Any advances made by Afghan women in politics, education and law in the last 10 years could be lost in a quick fix bargain for peace, Oxfam has warned.

Afghan women could face a dangerous future after 2014 if they are sidelined in the search for peace, according to a new Oxfam report ‘A Place at the Table: Safeguarding women’s rights in Afghanistan’, co-authored with Afghan academic Orzala Ashraf Nemat.

There has been criticism that governments did little to follow through claims that international military intervention that began in October 2001 would improve the lives of Afghan women.

Ten years on, any advances that were made  in areas such as political participation, the rule of law, and education have already begun to be eroded as security deteriorates across the country.

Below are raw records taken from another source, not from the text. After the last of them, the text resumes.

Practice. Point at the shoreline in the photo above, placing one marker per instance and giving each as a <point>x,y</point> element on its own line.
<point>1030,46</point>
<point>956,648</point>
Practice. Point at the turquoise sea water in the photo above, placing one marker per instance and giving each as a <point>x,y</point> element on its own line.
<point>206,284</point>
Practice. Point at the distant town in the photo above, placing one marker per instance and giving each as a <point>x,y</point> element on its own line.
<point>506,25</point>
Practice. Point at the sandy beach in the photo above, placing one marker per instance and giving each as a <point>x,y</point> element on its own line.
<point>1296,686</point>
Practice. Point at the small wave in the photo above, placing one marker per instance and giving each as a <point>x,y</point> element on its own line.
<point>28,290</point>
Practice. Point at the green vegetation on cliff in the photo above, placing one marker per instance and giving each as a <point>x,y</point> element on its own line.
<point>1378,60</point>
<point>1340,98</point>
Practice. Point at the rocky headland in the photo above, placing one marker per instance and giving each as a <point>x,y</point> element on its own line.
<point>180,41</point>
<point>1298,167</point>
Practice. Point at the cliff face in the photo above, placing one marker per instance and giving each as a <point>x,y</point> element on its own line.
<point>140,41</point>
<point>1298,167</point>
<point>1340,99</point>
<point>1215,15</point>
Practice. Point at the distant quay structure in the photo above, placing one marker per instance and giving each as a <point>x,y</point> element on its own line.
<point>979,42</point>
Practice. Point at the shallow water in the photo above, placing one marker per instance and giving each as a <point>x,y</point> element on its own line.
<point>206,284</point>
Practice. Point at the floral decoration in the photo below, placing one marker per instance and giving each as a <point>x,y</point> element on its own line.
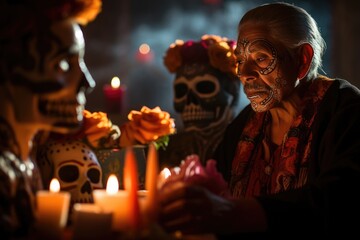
<point>147,125</point>
<point>212,49</point>
<point>144,126</point>
<point>97,131</point>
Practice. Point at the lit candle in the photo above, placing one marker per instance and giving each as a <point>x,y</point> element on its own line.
<point>164,174</point>
<point>152,171</point>
<point>114,95</point>
<point>52,210</point>
<point>131,186</point>
<point>144,53</point>
<point>114,200</point>
<point>91,222</point>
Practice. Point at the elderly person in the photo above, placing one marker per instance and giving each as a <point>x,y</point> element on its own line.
<point>43,80</point>
<point>291,157</point>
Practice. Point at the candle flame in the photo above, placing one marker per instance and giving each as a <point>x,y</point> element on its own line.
<point>144,48</point>
<point>115,82</point>
<point>54,185</point>
<point>112,185</point>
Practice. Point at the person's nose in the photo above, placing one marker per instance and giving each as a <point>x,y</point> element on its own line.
<point>247,72</point>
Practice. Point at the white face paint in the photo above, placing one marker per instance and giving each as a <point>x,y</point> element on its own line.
<point>264,68</point>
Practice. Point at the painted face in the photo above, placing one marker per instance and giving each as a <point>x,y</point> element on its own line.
<point>264,69</point>
<point>48,86</point>
<point>202,99</point>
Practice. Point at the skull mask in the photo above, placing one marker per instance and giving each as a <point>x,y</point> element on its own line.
<point>76,167</point>
<point>204,96</point>
<point>50,77</point>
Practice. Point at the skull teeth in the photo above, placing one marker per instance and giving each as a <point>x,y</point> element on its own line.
<point>67,112</point>
<point>196,113</point>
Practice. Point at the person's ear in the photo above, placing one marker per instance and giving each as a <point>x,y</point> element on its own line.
<point>306,55</point>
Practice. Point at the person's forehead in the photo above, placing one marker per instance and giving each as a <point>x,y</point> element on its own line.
<point>251,32</point>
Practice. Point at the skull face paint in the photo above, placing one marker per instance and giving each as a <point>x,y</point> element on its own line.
<point>52,79</point>
<point>202,98</point>
<point>76,167</point>
<point>258,59</point>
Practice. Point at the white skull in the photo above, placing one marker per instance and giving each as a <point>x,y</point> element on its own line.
<point>204,97</point>
<point>49,80</point>
<point>76,167</point>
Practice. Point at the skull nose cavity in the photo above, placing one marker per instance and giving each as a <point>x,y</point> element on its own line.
<point>86,188</point>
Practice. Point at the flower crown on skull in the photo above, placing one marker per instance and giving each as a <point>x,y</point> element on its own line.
<point>215,50</point>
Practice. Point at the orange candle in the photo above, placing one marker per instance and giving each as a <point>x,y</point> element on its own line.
<point>152,171</point>
<point>52,211</point>
<point>131,186</point>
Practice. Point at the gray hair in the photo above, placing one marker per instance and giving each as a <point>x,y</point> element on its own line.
<point>292,26</point>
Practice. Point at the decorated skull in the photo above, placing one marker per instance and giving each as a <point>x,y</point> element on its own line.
<point>204,96</point>
<point>76,167</point>
<point>48,74</point>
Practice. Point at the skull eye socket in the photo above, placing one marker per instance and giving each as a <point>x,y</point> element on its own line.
<point>69,173</point>
<point>180,90</point>
<point>205,87</point>
<point>94,175</point>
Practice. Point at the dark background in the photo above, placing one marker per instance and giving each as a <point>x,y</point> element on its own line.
<point>112,42</point>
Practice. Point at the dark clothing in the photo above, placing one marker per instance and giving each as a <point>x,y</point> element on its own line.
<point>330,199</point>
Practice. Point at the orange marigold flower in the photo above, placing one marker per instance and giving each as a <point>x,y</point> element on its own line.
<point>146,125</point>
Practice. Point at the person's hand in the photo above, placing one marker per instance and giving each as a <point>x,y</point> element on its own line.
<point>192,209</point>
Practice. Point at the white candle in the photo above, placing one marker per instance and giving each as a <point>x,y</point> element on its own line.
<point>52,210</point>
<point>114,200</point>
<point>152,171</point>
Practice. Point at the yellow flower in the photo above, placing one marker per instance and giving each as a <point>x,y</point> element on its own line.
<point>222,56</point>
<point>98,129</point>
<point>91,9</point>
<point>145,126</point>
<point>173,59</point>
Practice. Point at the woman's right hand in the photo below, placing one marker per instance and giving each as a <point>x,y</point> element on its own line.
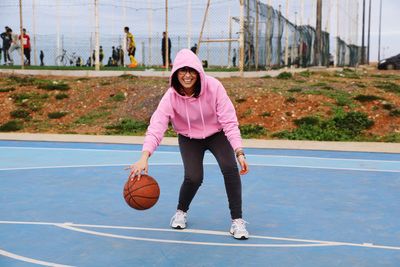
<point>140,166</point>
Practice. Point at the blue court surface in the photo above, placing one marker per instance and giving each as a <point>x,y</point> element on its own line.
<point>61,204</point>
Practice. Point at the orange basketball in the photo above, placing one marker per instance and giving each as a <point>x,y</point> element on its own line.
<point>143,193</point>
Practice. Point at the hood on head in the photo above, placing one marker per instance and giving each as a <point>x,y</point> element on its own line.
<point>186,58</point>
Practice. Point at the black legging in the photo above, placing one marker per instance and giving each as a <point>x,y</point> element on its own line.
<point>192,152</point>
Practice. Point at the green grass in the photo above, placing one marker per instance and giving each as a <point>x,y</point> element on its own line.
<point>388,87</point>
<point>61,96</point>
<point>20,114</point>
<point>11,126</point>
<point>92,117</point>
<point>342,98</point>
<point>57,114</point>
<point>127,127</point>
<point>265,114</point>
<point>341,127</point>
<point>118,97</point>
<point>367,98</point>
<point>295,90</point>
<point>284,75</point>
<point>305,74</point>
<point>50,86</point>
<point>32,101</point>
<point>252,130</point>
<point>347,73</point>
<point>6,90</point>
<point>395,113</point>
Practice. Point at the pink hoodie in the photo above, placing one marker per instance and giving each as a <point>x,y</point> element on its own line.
<point>193,117</point>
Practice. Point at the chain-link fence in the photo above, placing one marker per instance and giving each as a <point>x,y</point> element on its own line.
<point>271,40</point>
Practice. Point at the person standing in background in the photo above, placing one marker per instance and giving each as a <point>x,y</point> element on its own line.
<point>6,36</point>
<point>15,45</point>
<point>26,43</point>
<point>41,56</point>
<point>164,50</point>
<point>130,47</point>
<point>234,58</point>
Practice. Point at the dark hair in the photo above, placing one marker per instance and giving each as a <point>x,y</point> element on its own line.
<point>178,87</point>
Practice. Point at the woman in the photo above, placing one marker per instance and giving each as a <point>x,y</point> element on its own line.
<point>204,118</point>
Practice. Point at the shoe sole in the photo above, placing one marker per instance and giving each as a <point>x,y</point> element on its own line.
<point>178,227</point>
<point>239,238</point>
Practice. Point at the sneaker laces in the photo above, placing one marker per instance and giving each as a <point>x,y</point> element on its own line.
<point>240,224</point>
<point>179,216</point>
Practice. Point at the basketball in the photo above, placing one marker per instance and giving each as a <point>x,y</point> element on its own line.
<point>143,193</point>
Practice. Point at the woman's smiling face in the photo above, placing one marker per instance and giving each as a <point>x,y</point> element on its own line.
<point>187,77</point>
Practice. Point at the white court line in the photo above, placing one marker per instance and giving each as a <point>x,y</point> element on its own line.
<point>30,260</point>
<point>75,227</point>
<point>179,164</point>
<point>177,152</point>
<point>69,227</point>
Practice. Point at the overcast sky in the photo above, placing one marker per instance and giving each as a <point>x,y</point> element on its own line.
<point>148,16</point>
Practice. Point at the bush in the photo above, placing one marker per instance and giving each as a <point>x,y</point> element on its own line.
<point>56,115</point>
<point>20,113</point>
<point>11,126</point>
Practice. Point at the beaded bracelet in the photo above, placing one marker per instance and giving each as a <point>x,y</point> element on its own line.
<point>240,153</point>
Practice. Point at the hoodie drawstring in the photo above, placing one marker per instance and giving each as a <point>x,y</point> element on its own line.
<point>202,119</point>
<point>188,121</point>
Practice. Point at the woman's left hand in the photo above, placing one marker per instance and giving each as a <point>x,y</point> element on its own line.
<point>244,167</point>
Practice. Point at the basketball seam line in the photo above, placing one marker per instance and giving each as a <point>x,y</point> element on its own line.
<point>142,187</point>
<point>140,206</point>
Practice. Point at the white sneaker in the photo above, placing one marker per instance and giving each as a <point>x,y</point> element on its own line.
<point>238,229</point>
<point>178,221</point>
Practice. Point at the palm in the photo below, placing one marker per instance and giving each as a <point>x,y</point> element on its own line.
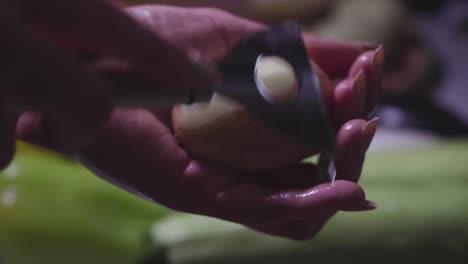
<point>287,202</point>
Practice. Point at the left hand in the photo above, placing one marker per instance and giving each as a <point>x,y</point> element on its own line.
<point>138,149</point>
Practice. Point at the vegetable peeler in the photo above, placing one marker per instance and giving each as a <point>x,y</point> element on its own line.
<point>303,118</point>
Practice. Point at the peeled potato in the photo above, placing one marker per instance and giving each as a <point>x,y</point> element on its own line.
<point>223,131</point>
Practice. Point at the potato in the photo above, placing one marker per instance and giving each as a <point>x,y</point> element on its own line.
<point>223,131</point>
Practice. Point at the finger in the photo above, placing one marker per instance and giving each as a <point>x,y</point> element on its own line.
<point>349,99</point>
<point>147,156</point>
<point>74,105</point>
<point>207,34</point>
<point>7,134</point>
<point>334,57</point>
<point>253,205</point>
<point>299,230</point>
<point>371,63</point>
<point>353,141</point>
<point>100,26</point>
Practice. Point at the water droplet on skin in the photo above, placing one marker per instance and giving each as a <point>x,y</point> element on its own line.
<point>8,197</point>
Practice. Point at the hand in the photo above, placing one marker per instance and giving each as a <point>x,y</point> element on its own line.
<point>41,66</point>
<point>138,150</point>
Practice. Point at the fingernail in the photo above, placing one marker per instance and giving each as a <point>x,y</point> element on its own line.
<point>359,90</point>
<point>364,206</point>
<point>379,58</point>
<point>366,46</point>
<point>368,133</point>
<point>367,206</point>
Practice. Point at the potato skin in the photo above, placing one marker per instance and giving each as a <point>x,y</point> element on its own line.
<point>224,132</point>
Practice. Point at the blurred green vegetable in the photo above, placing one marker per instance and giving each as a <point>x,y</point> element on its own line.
<point>422,218</point>
<point>54,211</point>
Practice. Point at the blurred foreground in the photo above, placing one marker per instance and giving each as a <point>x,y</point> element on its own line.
<point>54,211</point>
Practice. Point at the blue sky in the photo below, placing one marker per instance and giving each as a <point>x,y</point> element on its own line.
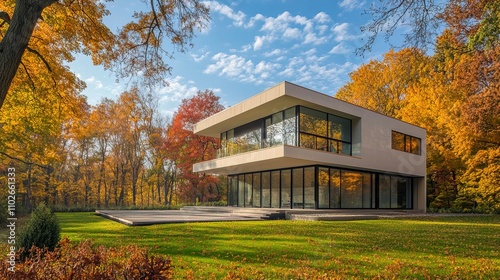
<point>251,45</point>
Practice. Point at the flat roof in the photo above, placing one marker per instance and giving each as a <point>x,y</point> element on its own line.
<point>275,99</point>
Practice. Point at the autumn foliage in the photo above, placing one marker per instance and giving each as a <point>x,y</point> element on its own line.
<point>455,95</point>
<point>186,148</point>
<point>86,261</point>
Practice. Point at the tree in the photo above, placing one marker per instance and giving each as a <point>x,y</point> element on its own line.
<point>382,86</point>
<point>65,27</point>
<point>475,21</point>
<point>185,148</point>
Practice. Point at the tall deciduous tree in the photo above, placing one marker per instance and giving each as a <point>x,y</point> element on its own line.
<point>186,148</point>
<point>476,21</point>
<point>54,30</point>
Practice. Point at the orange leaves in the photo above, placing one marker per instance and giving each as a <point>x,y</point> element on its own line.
<point>185,148</point>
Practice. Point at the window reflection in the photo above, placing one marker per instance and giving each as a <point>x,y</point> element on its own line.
<point>316,130</point>
<point>405,143</point>
<point>319,187</point>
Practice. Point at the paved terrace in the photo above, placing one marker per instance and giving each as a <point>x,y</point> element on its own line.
<point>215,214</point>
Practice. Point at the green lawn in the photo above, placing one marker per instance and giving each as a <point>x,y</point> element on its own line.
<point>435,247</point>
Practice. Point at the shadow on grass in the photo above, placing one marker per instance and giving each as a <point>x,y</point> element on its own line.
<point>364,249</point>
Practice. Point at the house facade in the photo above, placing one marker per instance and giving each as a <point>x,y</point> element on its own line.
<point>294,148</point>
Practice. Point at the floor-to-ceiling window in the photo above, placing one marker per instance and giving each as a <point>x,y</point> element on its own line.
<point>266,189</point>
<point>256,189</point>
<point>319,187</point>
<point>275,189</point>
<point>334,188</point>
<point>298,187</point>
<point>286,188</point>
<point>394,192</point>
<point>295,126</point>
<point>325,132</point>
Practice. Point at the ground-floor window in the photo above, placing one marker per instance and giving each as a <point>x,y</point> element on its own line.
<point>319,187</point>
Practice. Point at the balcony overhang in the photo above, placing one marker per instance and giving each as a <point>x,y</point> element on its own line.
<point>270,101</point>
<point>273,158</point>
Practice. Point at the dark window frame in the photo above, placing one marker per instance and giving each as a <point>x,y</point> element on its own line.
<point>407,145</point>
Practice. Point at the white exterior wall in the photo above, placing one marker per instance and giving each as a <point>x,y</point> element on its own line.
<point>371,138</point>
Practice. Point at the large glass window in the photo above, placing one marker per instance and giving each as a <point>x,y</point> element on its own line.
<point>351,189</point>
<point>256,190</point>
<point>248,137</point>
<point>323,188</point>
<point>290,127</point>
<point>334,188</point>
<point>298,187</point>
<point>406,143</point>
<point>309,183</point>
<point>325,132</point>
<point>340,128</point>
<point>313,122</point>
<point>394,192</point>
<point>275,189</point>
<point>266,189</point>
<point>248,190</point>
<point>286,188</point>
<point>367,190</point>
<point>233,191</point>
<point>241,191</point>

Against a backdrop of increased insecurity and fighting, violence against women is on the rise and their rights are being eroded as leaders show a lack of political will to protect and promote them.

New laws that criminalise practices such as honour killings, child marriages and giving away girls to settle disputes are only being enforced in 10 out Afghanistan’s 34 provinces.

In the second quarter of 2011, 1,026 cases of violence against women were registered by the Afghan Independent Human Rights Commission, compared to 2,700 cases in the whole of 2010.

There are 69 female MPs taking up 28 per cent of seats in the Afghan parliament,  just over the 25 per cent guaranteed in a quota system put into place in 2005.

The number of female ministers has fallen to one, compared to three in 2004 and the number of women in the civil service dropped from 31 per cent in 2006 to 18.5 per cent in 2010.

Women are also being sidelined in the reintegration and reconciliation process, the report says.

Oxfam has urged world leaders to ensure any peace includes benchmarks to guarantee women’s rights, such as monitoring the numbers of girls in school and the numbers of women in public life.

It also called on the Afghan government and international community to ensure the full participation of women in all peace processes and the matching of the government’s existing pledge of 30 per cent of women in government bodies, as well as continued funding for services that support women, such as schools and leadership programmes as well as access to basic services, beyond 2014.

Nemat said: “Recent history has been harsh to Afghan women – and we don’t want to see it repeated. We have made incredible gains in the last 10 years. Women are working as doctors, lawyers and businesswomen; and girls are at school.

“But what is life going to be like for us in the next 10 years? Already life is getting tougher for Afghan women. Afghan women want peace – not a stitch up deal that will confine us to our homes again. We are a voice that must be heard.”